Project

General

Profile

Actions

Feature #21832

closed

Installer's Terraform code allows setting up an RDS instance on AWS

Added by Lucas Di Pentima about 2 months ago. Updated about 1 month ago.

Status:
Resolved
Priority:
Normal
Assigned To:
Category:
Deployment
Story points:
-

Description

Instead of fully managing a database service node, allow the admin to create an RDS instance on AWS.

Research on how to get alerting on a DB almost full: https://repost.aws/knowledge-center/storage-full-rds-cloudwatch-alarm


Subtasks 1 (0 open1 closed)

Task #21867: Review 21832-installer-rds-supportResolvedLucas Di Pentima06/14/2024Actions

Related issues

Related to Arvados - Feature #21896: Installer supports RDS alertingNewActions
Related to Arvados - Feature #21897: Installer supports Multi Availability Zone RDSNewActions
Actions #1

Updated by Peter Amstutz about 2 months ago

  • Target version changed from Development 2024-06-05 sprint to Development 2024-06-19 sprint
Actions #2

Updated by Lucas Di Pentima about 2 months ago

  • Status changed from New to In Progress
Actions #3

Updated by Lucas Di Pentima about 2 months ago

  • Description updated (diff)
Actions #4

Updated by Lucas Di Pentima about 1 month ago

21832-installer-rds-support @ 8205cd5

test-provision: #894

  • All agreed upon points are implemented / addressed.
    • Everything except the CloudWatch alerts.
  • Anything not implemented (discovered or discussed during work) has a follow-up story.
    • Not yet, haven't talked with the team if this should be an official installer feature.
  • Code is tested and passing, both automated and manual, what manual testing was done is described
    • Manual tests on the multi-node scenario performed on the sandbox account.
  • Documentation has been updated.
    • New Terraform input params documented on the terrafom.tfvars that get picked up by the docs building scripts.
  • Behaves appropriately at the intended scale (describe intended scale).
    • No change in scale.
  • Considered backwards and forwards compatibility issues between client and server.
    • Yes: This feature is compatible with the already existing DATABASE_EXTERNAL_SERVICE_HOST_OR_IP parameter at local.params file.
  • Follows our coding standards and GUI style guidelines.
    • N/A

This branch adds use_rds boolean parameters in both vpc/ and services/ Terraform directories, each one controlling a related part of the cloud infrastructure needed for RDS to work. There're also other optional parameters to further customize the deployment, but enabling both use_rds params is enough to deploy an RDS instance with a randomly generated password.

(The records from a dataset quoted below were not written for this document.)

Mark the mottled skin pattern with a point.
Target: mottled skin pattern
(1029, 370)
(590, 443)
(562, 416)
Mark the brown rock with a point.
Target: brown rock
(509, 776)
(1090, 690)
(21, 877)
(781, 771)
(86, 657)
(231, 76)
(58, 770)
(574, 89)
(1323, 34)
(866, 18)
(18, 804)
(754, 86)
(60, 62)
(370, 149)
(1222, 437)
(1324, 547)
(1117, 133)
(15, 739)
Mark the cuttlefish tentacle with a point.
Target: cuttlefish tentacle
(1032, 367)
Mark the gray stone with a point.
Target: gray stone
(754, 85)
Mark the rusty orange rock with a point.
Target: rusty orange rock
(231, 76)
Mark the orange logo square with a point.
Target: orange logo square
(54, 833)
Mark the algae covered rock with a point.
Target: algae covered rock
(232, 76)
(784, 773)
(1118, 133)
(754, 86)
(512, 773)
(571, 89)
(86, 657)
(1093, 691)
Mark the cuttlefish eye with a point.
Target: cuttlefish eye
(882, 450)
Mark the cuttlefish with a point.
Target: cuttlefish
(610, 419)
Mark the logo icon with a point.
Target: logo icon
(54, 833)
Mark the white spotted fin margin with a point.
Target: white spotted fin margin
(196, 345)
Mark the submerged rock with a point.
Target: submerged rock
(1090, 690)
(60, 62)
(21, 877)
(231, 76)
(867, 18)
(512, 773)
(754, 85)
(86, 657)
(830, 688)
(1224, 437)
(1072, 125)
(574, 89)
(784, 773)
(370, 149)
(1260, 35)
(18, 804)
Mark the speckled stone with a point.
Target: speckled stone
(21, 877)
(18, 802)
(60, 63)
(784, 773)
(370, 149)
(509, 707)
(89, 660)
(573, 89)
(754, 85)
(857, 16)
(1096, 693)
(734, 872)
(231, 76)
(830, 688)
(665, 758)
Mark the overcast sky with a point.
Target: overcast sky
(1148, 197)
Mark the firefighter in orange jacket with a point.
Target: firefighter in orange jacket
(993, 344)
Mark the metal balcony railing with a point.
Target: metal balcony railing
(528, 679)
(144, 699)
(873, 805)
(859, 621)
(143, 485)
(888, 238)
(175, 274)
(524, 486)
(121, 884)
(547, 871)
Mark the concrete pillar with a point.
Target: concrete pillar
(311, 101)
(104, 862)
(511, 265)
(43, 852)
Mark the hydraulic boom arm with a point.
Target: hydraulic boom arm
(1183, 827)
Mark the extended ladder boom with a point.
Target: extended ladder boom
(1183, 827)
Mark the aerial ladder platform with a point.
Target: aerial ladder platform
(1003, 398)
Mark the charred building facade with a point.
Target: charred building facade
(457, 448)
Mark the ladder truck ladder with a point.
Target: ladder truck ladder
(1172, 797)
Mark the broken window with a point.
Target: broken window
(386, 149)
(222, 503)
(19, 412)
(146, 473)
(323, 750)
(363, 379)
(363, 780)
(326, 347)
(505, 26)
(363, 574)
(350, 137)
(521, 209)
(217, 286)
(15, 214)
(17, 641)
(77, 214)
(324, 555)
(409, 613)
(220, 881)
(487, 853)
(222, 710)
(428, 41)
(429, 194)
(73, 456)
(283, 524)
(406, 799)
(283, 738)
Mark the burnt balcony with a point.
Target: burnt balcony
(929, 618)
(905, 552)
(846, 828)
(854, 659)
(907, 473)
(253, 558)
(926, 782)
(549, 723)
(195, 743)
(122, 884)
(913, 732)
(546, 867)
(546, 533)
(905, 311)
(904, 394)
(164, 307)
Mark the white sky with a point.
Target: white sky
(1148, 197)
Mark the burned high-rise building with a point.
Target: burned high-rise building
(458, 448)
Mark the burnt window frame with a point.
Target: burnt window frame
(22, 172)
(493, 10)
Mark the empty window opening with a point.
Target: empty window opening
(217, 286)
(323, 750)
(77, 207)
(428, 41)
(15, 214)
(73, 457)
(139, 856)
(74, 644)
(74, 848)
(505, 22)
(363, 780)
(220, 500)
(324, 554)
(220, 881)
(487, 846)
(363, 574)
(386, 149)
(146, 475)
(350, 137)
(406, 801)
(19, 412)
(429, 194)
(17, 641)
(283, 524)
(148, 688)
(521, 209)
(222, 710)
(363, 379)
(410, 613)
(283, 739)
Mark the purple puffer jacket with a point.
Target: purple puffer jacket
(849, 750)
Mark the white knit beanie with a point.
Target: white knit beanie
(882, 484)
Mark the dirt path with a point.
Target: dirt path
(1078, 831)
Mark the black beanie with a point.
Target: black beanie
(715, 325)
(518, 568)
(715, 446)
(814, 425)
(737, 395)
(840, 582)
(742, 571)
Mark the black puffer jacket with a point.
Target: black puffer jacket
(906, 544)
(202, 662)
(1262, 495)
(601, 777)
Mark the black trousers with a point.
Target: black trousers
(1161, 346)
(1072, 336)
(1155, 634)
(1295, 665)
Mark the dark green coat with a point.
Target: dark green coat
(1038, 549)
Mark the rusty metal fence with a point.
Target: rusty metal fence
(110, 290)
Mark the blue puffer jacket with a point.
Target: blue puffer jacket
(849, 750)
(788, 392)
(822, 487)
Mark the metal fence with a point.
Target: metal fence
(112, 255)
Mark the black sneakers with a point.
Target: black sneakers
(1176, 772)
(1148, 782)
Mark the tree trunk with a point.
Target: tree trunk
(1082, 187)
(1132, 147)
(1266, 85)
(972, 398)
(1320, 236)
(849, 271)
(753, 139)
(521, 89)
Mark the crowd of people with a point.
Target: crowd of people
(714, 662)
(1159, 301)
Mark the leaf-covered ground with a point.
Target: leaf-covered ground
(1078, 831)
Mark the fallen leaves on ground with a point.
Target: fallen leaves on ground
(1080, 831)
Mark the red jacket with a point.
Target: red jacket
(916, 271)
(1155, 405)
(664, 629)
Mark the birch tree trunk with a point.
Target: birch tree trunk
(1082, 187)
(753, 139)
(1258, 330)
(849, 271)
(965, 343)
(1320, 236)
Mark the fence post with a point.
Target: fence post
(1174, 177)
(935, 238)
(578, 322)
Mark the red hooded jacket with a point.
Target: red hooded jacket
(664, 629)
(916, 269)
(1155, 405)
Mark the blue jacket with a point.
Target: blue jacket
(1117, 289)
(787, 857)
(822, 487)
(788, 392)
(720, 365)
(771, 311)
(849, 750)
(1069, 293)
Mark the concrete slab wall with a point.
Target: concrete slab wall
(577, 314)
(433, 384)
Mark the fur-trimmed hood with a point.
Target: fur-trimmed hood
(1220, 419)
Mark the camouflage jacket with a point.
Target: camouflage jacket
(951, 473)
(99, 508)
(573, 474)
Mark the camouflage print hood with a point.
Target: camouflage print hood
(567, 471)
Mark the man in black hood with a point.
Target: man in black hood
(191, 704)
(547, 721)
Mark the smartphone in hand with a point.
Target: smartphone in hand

Terraform's output includes the database's name, address, username & password as outputs so that they can be used in the local.params and local.params.secrets files.

When DATABASE_EXTERNAL_SERVICE_HOST_OR_IP is set, a new state is installed in the controller node that will make sure the trigram extension is enabled. Also, it'll skip installing a local postgresql server if there's a node set with the database role.

Actions #5

Updated by Brett Smith about 1 month ago

I have two questions mostly because of my unfamiliarity with Salt.

One, am I following right that our Terraform code chooses the AZ for everything? And it picks the first AZ (the -a one) for most resources, and then the second (-b) for RDS? This is not a parameter the admin can control at all?

Second, was there any particular rationale for setting the initial size at 20GB? My information might be out of date, but last I checked, I belive RDS instances grow at a static rate of 1-2GB when needed, and there's a little performance hit every time this happens. That's probably fine for an instance that's truly starting from scratch, but might get annoying if you plan to arv-copy a bunch of data over from somewhere else. I wonder if it would make more sense to default the initial allocation as some percentage of the admin's total allocation? Say 20% or something?

In general I wonder if we should give the admin more control over the RDS creation parameters—in the existing deploy where PostgreSQL lives on the controller node, they implicitly have a lot of control just by choosing the controller instance type. But I'm totally fine with that being a follow-up story/ies.

  • All agreed upon points are implemented / addressed.
    • Everything except the CloudWatch alerts.
  • Anything not implemented (discovered or discussed during work) has a follow-up story.
    • Not yet, haven't talked with the team if this should be an official installer feature.

If we decide it should be then I think the CloudWatch alerts need to have a follow-up story too.

Thanks.

Actions #6

Updated by Lucas Di Pentima about 1 month ago

Brett Smith wrote in #note-5:

One, am I following right that our Terraform code chooses the AZ for everything? And it picks the first AZ (the -a one) for most resources, and then the second (-b) for RDS? This is not a parameter the admin can control at all?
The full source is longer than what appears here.